The man, from Varberg in southern Sweden, gained some media attention last year when he attempted to register a personal licence plate reading "3JOH22A".
The Swedish Transport Agency (Transportstyrelsen) rejected the licence plate request on the grounds of it being offensive, the reason for which is made clear when the combination is reflected in a mirror.
The same man has now made two further attempts to change his plate to "8UTT5EX" and "X32TTU8" respectively, but they were also denied, as they too could be considered offensive.
If not immediately obvious, the explanation for rejecting the latter combination is once again made clear when a mirror is introduced to the equation.
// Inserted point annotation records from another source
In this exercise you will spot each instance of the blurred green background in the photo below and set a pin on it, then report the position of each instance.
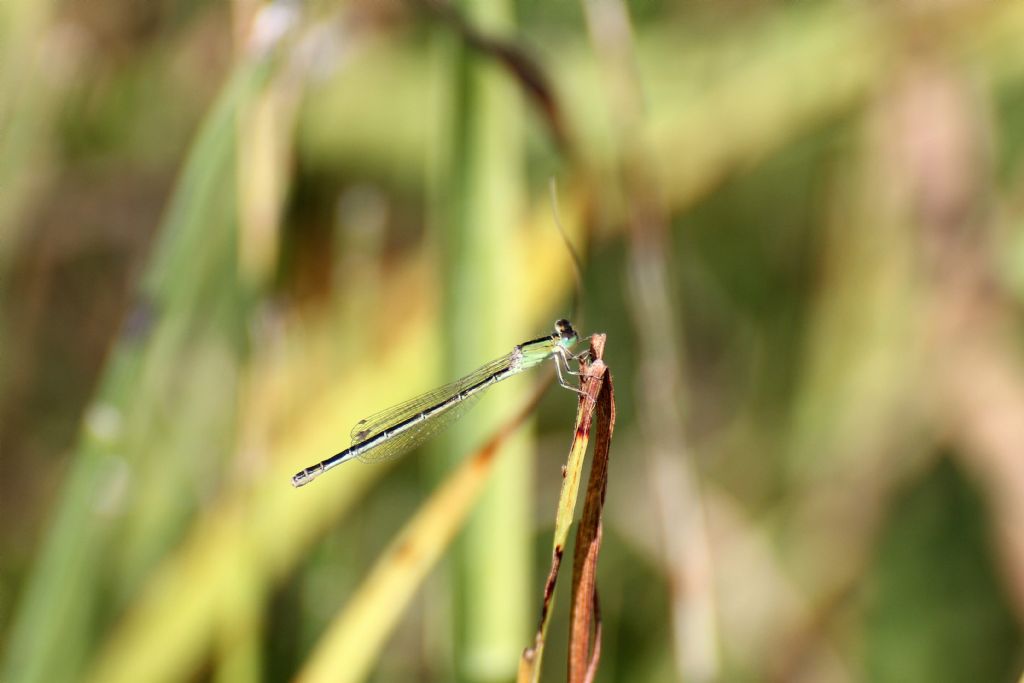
(229, 230)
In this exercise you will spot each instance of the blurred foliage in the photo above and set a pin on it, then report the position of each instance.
(229, 231)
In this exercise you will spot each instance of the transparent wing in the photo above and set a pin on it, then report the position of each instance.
(414, 436)
(378, 422)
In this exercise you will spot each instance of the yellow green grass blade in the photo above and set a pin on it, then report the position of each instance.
(176, 315)
(354, 640)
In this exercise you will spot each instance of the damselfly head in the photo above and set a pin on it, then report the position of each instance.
(566, 335)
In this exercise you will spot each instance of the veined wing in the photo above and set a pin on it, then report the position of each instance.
(378, 422)
(419, 432)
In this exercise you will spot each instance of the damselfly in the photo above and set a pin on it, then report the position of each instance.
(391, 432)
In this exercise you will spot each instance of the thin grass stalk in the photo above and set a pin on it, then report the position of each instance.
(592, 379)
(482, 311)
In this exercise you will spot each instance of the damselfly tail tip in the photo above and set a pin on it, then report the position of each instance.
(305, 476)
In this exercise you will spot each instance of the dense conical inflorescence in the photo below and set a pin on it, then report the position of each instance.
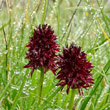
(42, 49)
(75, 70)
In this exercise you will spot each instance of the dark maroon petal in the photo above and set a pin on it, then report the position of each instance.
(74, 69)
(42, 49)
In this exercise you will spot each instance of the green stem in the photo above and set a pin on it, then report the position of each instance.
(49, 98)
(7, 86)
(72, 99)
(19, 93)
(44, 12)
(41, 85)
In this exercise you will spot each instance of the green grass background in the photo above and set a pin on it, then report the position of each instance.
(89, 28)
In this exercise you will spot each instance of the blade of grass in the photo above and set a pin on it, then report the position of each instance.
(99, 79)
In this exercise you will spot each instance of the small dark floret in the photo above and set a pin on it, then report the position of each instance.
(42, 49)
(75, 70)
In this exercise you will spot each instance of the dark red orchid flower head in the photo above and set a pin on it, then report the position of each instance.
(42, 49)
(75, 70)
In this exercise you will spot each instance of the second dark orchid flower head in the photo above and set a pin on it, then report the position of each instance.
(42, 49)
(75, 70)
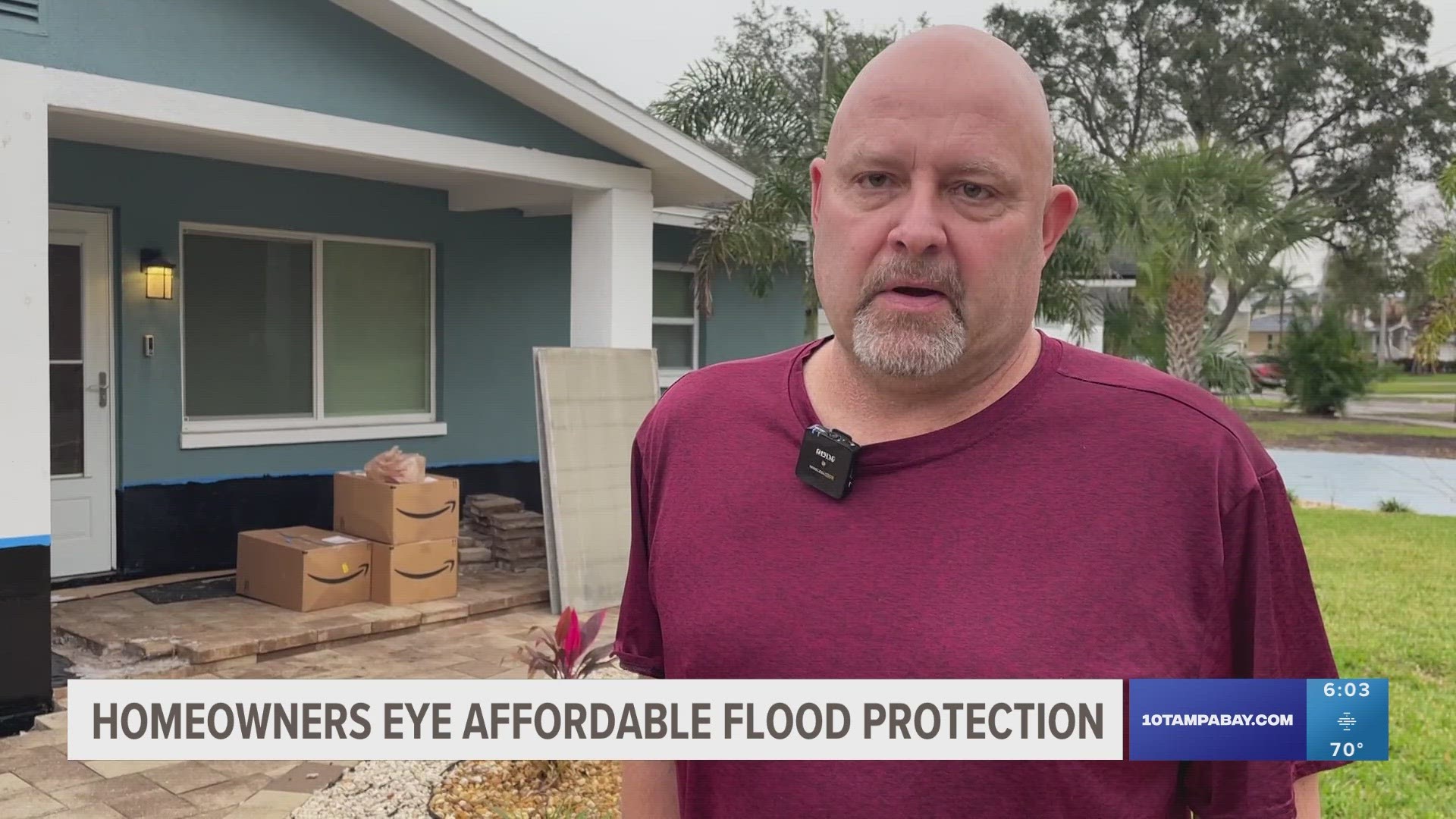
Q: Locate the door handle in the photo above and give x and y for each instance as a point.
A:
(101, 388)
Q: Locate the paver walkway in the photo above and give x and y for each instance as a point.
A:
(38, 780)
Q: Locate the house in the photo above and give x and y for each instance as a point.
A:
(259, 241)
(1111, 289)
(1266, 333)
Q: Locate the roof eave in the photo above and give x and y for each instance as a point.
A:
(691, 172)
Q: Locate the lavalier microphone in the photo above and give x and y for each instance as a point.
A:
(827, 461)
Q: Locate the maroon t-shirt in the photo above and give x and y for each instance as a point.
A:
(1101, 521)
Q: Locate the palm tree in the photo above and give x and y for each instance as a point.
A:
(1201, 212)
(1440, 314)
(762, 117)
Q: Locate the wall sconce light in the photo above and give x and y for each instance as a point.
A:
(159, 271)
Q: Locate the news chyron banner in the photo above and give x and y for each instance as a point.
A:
(728, 719)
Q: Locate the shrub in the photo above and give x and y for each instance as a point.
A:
(1324, 365)
(566, 654)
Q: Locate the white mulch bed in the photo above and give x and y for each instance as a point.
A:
(392, 789)
(378, 790)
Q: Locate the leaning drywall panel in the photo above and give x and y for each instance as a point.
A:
(592, 404)
(548, 507)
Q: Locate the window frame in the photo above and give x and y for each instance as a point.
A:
(251, 430)
(666, 376)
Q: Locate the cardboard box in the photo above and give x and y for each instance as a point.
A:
(413, 573)
(397, 513)
(303, 569)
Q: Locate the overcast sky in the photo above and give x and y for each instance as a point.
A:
(639, 47)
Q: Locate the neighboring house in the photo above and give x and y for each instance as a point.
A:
(1267, 333)
(1111, 289)
(251, 242)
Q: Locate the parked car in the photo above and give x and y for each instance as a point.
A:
(1267, 371)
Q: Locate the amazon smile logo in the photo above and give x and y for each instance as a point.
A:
(449, 506)
(425, 575)
(363, 569)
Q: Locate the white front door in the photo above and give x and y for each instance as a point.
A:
(82, 395)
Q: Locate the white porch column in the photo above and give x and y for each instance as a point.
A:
(612, 268)
(25, 413)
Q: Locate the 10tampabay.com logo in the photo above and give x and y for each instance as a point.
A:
(1258, 719)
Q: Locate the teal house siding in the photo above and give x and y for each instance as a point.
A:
(503, 286)
(743, 325)
(306, 55)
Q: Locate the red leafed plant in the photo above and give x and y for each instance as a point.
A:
(563, 656)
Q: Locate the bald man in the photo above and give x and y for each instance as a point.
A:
(1021, 507)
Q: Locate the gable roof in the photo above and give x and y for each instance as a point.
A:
(685, 171)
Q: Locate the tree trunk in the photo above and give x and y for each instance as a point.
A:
(1385, 335)
(1184, 314)
(1280, 319)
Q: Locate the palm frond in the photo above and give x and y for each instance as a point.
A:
(746, 107)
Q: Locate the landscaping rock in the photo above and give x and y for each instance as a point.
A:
(379, 790)
(488, 504)
(475, 554)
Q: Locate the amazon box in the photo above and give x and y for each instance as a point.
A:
(413, 573)
(397, 513)
(303, 569)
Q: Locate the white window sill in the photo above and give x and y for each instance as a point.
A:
(309, 435)
(667, 378)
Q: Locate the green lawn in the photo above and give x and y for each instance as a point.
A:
(1274, 430)
(1386, 586)
(1405, 382)
(1256, 401)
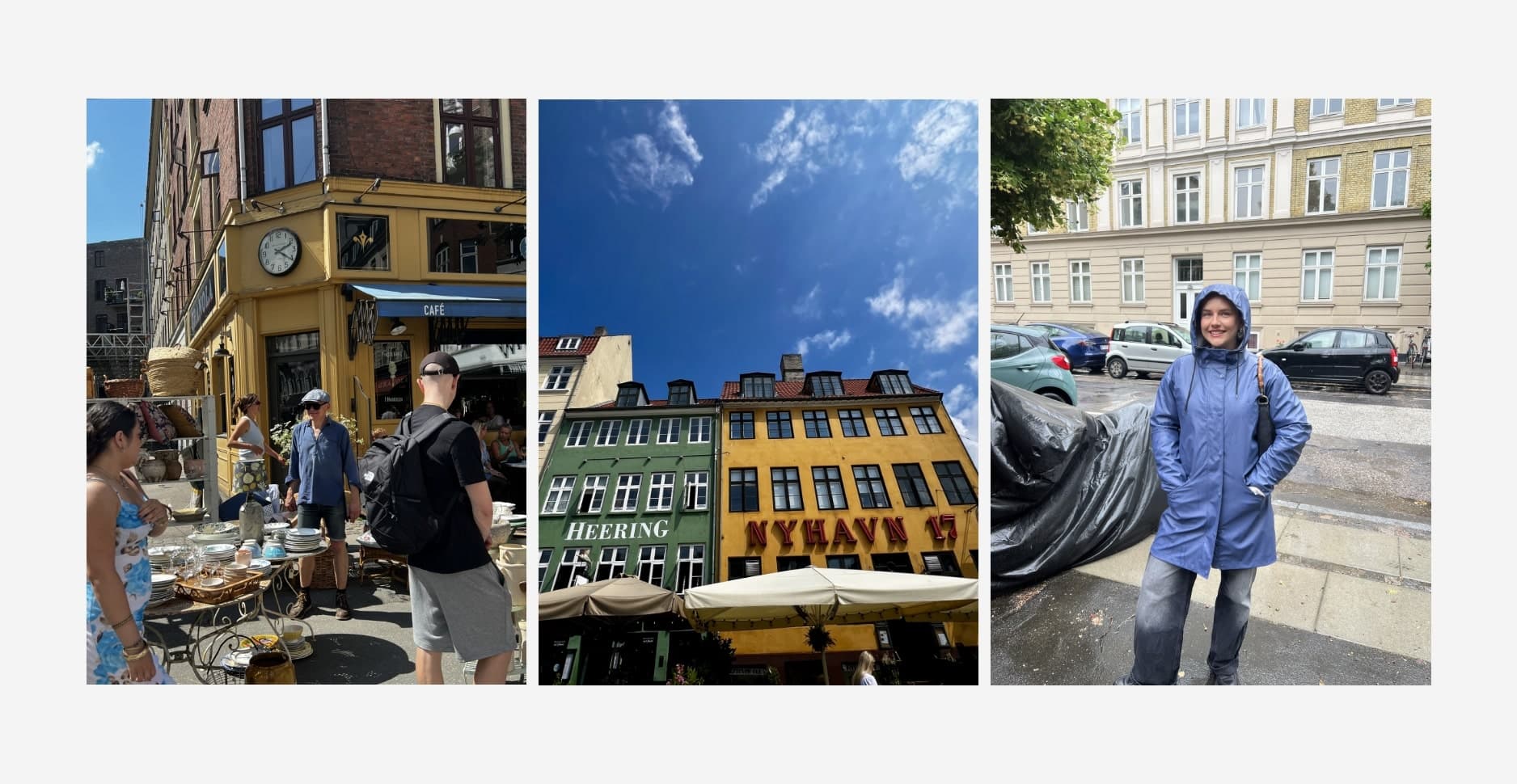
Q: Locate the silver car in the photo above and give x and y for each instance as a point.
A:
(1146, 348)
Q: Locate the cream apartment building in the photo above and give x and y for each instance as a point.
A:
(1311, 205)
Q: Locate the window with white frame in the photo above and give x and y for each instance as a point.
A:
(1317, 276)
(594, 493)
(660, 491)
(580, 434)
(611, 432)
(1188, 197)
(1186, 117)
(1392, 169)
(557, 378)
(1130, 124)
(1248, 273)
(1249, 192)
(559, 491)
(1129, 202)
(1326, 107)
(628, 486)
(1250, 112)
(1041, 290)
(1382, 273)
(1132, 281)
(1321, 185)
(1080, 281)
(1003, 282)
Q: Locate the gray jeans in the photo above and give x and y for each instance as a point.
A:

"We get a lot of requests and some of them are very subtle. Many see it as a sport to try and get a word through. This one was quite easy to reject," Eva Isaksen from the Swedish Transport Agency told public broadcaster SVT.
The Transport Agency's rules state that a personalised number plate ”may not be designed if it causes offence or harm to anyone else," including allusions to alcohol, drugs, sex, swearwords, religion or criminality.
More Britons are personalizing their car number plates than ever before, according to the Driver and Vehicle Licensing Agency (DVLA). In the past year, the Treasury made a record total of £102 million — £15 million more than 2014-2015 from an estimated 335,000 registration plates purchased by drivers in the U.K.
The DVLA started selling personalised number plates in 1990, with just 77,745 purchased between 1995-96 — four times less than today. At present, the DVLA boasts 47 million plates on offer to drivers across the country, which can be bought online or at auctions.
The DVLA says almost 335,000 registrations were sold in the last year – more than four times the figure in the mid-Nineties.
A spokesman for the AA welcomed the news, saying: “It puts a smile on people’s faces and raises money for the exchequer – what’s there to complain about?